This slaw is pretty basic, but it has a nice twist with the addition of the cilantro, lime, and cashews. The original called for slices of red onion, but I am using green onions instead.
This easily becomes a complete meal for 2 people with the addition of cooked shrimp, chicken, pork, or tofu cubes. If you don't have time to slice cabbage and shred the carrot, pre-packaged coleslaw mix works very well.
Thai Slaw
Makes 4 servings, about 1 to 1-1/4 cups each
- 2-1/2 cups shredded cabbage
- 1/2 large red bell pepper, cut into thin strips
- 1 medium carrot, shredded
- 1/4 cup salted cashews, coarsely chopped
- 2 green onions, thinly sliced
- 1-1/2 Tbs chopped cilantro
- 1 medium lime
- 3 Tbs fat free mayonnaise
- Combine the first 6 ingredients in a large bowl.

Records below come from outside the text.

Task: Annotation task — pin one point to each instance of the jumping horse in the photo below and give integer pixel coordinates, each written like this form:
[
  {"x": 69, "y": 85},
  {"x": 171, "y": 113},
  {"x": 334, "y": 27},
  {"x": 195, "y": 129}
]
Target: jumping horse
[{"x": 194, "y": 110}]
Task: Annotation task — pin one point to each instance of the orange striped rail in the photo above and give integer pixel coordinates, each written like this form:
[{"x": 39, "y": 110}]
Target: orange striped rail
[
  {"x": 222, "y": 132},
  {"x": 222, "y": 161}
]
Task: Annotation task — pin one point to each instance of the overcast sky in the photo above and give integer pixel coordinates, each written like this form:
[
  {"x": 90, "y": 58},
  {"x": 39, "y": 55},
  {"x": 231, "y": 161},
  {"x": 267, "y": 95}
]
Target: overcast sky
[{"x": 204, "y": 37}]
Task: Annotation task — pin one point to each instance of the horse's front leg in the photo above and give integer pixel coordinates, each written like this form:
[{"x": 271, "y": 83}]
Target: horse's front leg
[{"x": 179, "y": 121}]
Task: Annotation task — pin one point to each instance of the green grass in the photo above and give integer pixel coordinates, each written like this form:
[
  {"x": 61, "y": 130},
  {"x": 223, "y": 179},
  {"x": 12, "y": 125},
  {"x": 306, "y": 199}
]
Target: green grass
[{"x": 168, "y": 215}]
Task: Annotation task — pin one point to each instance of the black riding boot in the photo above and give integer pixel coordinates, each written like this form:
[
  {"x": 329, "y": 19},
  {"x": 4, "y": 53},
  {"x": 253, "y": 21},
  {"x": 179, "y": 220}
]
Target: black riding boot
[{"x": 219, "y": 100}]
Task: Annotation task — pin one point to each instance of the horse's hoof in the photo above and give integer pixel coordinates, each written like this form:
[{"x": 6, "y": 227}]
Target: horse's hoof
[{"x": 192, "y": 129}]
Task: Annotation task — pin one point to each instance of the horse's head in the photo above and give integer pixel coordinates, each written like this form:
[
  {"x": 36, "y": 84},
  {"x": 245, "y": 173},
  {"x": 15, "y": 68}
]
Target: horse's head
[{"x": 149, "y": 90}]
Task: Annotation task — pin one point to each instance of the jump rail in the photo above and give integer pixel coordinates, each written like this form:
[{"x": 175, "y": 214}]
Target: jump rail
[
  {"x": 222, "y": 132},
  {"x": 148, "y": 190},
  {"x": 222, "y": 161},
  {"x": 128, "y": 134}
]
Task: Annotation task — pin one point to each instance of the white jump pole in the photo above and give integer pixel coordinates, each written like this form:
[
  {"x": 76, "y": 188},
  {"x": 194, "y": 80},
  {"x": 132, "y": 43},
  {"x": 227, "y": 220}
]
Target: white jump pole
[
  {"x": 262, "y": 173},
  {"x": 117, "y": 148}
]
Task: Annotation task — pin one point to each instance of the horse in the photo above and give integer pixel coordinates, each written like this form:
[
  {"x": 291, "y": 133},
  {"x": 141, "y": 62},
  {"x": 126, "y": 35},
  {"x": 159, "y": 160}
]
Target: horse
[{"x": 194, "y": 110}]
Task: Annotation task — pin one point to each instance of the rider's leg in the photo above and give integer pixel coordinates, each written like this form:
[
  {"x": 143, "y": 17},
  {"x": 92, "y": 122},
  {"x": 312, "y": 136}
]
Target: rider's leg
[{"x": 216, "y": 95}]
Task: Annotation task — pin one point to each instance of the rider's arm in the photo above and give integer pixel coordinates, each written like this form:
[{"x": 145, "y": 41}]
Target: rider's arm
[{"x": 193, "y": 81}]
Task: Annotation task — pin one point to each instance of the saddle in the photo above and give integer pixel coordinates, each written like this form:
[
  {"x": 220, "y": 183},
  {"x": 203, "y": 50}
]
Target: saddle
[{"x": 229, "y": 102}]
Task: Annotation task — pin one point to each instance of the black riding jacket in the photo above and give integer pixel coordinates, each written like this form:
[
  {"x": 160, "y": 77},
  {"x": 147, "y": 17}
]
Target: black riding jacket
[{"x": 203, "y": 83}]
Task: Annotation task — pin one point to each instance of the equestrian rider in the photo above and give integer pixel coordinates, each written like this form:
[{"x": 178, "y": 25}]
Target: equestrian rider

- Mix the llime juice, lime zest, and mayonnaise together in a small bowl.
- Add the dressing to the cabbage mixture and toss to coat.
Per serving, if serving 4.
Weight Watchers P+ = 2.
Calories 87; Protein 3g; Carbohydrate 11g; Fat 4g; Fibre 3g.
Per serving, if serving 2.
Weight Watchers P+ = 5.
Calories 173; Protein 5g; Carbohydrate 22g; Fat 8g; Fibre 5g.